White Paper: nf-to-galaxy Skill Family
A technical description of the nf-to-galaxy skill bundle as it exists in
galaxy-skills/wf_dev (path: nf-to-galaxy/). This document describes
the skills’ structure, content, methodology, and assumed runtime context.
It does not evaluate fit against any external goal.
1. Shape and Packaging
nf-to-galaxy is a router skill with three sub-skills and a flat collection
of reference markdown files. The directory layout:
nf-to-galaxy/
SKILL.md # router
README.md # navigation index
nf-process-to-galaxy-tool/SKILL.md # sub-skill: 1 process -> 1 tool
nf-subworkflow-to-galaxy-workflow/SKILL.md# sub-skill: subworkflow -> .ga
nf-pipeline-to-galaxy-workflow/SKILL.md # sub-skill: full pipeline -> N .ga + tools
nextflow-galaxy-terminology.md # concept mapping reference
process-to-tool.md # detailed process->XML reference
workflow-to-ga.md # detailed .ga authoring reference
container-mapping.md # container -> bioconda lookup
datatype-mapping.md # nf glob pattern -> Galaxy datatype lookup
check-tool-availability.md # tool discovery procedure
tool-sources.md # placement decisions for new tools
testing-and-validation.md # routing stub
scripts/check_tool.sh # simple availability helper
examples/ # CAPHEINE-based worked examples
Sub-skills are entered through the router (SKILL.md) which dispatches by
conversion granularity: single process, single subworkflow, or whole
pipeline. The router is decision-tree only; it carries no conversion logic.

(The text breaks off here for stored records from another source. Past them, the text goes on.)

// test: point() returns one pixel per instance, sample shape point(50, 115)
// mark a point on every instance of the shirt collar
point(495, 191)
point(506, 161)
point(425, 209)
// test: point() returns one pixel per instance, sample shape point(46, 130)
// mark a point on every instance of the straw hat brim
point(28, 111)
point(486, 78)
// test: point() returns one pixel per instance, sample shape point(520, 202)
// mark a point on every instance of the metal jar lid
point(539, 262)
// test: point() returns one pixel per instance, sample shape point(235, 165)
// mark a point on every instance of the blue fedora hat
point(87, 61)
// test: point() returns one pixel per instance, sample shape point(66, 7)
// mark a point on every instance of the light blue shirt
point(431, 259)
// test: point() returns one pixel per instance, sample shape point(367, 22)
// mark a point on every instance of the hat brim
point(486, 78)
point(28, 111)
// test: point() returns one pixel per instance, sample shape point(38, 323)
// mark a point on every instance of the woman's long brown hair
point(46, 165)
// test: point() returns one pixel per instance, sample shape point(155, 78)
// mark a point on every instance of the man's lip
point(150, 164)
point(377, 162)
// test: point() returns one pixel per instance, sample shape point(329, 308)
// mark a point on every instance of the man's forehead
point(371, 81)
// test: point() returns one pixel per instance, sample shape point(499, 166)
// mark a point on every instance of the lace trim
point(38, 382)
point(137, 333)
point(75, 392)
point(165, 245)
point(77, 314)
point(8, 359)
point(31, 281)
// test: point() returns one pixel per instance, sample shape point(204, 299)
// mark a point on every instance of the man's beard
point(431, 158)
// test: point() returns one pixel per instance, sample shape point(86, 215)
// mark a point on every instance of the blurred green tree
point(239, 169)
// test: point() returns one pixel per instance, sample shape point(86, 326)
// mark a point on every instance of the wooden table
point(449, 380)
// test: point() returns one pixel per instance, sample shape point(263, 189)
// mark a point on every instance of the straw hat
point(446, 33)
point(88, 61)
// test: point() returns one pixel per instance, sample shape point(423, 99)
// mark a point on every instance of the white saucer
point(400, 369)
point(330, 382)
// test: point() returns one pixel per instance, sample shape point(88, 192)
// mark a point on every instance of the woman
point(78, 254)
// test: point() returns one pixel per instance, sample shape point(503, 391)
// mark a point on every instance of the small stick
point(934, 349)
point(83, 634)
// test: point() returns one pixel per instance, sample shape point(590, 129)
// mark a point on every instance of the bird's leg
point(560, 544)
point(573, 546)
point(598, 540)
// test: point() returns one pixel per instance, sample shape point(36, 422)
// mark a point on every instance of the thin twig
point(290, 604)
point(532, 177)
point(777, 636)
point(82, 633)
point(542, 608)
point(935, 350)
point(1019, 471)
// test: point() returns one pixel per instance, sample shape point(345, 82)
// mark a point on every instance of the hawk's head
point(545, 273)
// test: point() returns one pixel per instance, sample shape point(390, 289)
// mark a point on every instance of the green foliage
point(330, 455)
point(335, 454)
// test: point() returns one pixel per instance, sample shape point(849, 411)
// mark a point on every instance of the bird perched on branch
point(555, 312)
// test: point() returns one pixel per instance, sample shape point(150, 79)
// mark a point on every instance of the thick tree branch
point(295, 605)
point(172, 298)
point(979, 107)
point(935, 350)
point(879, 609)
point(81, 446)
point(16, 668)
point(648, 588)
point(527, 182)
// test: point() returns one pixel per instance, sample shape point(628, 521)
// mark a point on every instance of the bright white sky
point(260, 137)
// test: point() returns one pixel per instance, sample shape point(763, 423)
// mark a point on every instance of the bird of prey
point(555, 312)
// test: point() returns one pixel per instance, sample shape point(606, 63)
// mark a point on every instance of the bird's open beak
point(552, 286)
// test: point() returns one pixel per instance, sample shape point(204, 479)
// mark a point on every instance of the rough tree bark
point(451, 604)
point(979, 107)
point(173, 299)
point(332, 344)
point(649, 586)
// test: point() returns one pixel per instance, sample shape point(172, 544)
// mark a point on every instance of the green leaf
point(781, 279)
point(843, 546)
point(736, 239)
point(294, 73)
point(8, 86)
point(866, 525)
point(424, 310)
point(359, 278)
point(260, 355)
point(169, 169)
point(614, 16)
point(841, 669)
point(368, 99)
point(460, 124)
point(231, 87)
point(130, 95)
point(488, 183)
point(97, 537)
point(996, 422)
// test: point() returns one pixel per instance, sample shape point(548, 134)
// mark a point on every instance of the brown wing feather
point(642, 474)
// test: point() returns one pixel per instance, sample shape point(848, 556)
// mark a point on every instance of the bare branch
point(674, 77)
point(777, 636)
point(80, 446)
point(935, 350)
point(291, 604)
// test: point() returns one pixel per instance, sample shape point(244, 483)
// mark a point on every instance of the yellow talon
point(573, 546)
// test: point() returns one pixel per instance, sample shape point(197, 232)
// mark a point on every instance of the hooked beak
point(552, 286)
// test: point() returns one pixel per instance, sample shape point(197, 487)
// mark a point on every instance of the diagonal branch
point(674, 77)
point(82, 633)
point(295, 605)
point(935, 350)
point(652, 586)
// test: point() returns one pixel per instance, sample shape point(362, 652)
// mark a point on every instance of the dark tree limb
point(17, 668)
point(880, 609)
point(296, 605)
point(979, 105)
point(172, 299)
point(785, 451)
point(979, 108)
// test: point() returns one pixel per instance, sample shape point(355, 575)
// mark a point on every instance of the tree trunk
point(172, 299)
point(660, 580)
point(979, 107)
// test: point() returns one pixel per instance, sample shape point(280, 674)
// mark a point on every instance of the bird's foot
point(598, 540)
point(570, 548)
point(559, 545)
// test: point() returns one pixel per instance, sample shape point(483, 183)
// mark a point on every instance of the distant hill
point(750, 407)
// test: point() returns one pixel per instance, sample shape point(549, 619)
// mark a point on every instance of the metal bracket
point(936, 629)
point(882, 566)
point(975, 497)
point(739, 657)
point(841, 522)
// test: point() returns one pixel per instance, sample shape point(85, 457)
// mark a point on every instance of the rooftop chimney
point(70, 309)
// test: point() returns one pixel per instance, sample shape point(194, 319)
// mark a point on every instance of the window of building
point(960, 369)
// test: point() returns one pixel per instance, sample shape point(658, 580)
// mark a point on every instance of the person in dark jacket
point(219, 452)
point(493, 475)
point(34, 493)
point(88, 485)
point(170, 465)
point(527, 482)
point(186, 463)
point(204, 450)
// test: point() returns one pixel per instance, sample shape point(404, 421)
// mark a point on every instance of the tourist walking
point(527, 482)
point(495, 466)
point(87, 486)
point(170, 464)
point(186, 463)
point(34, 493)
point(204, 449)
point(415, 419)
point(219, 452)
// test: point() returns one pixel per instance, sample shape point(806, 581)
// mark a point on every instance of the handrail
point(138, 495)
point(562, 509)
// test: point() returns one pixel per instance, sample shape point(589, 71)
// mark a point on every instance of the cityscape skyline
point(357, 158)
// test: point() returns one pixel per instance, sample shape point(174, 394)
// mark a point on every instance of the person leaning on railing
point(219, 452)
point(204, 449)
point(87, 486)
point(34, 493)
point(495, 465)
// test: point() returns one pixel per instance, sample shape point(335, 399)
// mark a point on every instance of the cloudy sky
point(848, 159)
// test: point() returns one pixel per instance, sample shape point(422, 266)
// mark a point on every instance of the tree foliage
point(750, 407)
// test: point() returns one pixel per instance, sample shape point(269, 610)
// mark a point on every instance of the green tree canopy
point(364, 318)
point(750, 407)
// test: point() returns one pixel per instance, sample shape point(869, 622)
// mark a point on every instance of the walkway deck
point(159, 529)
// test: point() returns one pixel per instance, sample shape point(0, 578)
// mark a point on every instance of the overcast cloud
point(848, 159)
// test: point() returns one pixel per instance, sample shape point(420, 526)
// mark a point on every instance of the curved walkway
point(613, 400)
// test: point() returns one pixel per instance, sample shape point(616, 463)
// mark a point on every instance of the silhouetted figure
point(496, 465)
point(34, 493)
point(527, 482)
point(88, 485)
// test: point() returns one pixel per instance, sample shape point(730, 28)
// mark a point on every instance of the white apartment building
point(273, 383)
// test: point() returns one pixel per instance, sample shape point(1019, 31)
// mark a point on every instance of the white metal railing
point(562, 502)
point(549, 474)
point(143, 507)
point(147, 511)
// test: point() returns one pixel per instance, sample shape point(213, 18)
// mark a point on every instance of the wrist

Total content: ~5,100 lines of markdown. Body text is roughly 80 % reference material (mappings, examples, caveats) and 20 % procedural step-lists in the sub-skill files.
2. Conceptual Model
The skill imposes a fixed mapping between Nextflow and Galaxy concepts:
| Nextflow concept | Galaxy concept | Cardinality |
|---|---|---|
| Process | Tool (XML wrapper) | 1 : 1 |
| Module (directory) | Tool directory | structural |
| Subworkflow | Workflow (.ga) or subworkflow | 1 : 1..N |
| Workflow (top-level) | Workflow (.ga) | 1 : 1..N |
| Container declaration | <requirements> package | 1 : 1 |
path('*.ext') glob | Galaxy datatype string | lookup |
| Channel connection | Step input_connection | 1 : 1 |
flatten() / scatter | Dataset collection | pattern |
collect() / gather | Collection-aware tool input | pattern |
task.ext.args | Advanced section / explicit param | translation |
when: / conditional | Workflow variants | duplication |
The golden rule stated repeatedly across the skill: one Nextflow process =
one Galaxy tool XML. Subworkflows decompose into a sequence of tool steps with
explicit input_connections. Pipelines are expected to decompose into a
family of smaller .ga workflows (“splitter pattern”) rather than a single
mega-workflow when the source has many flags or optional branches.
3. Conversion Methodology
Each sub-skill enforces the same outer loop:
- Scope clarification with the user — required inputs include workflow name, author, license, annotation, tags. Placeholder values are explicitly forbidden.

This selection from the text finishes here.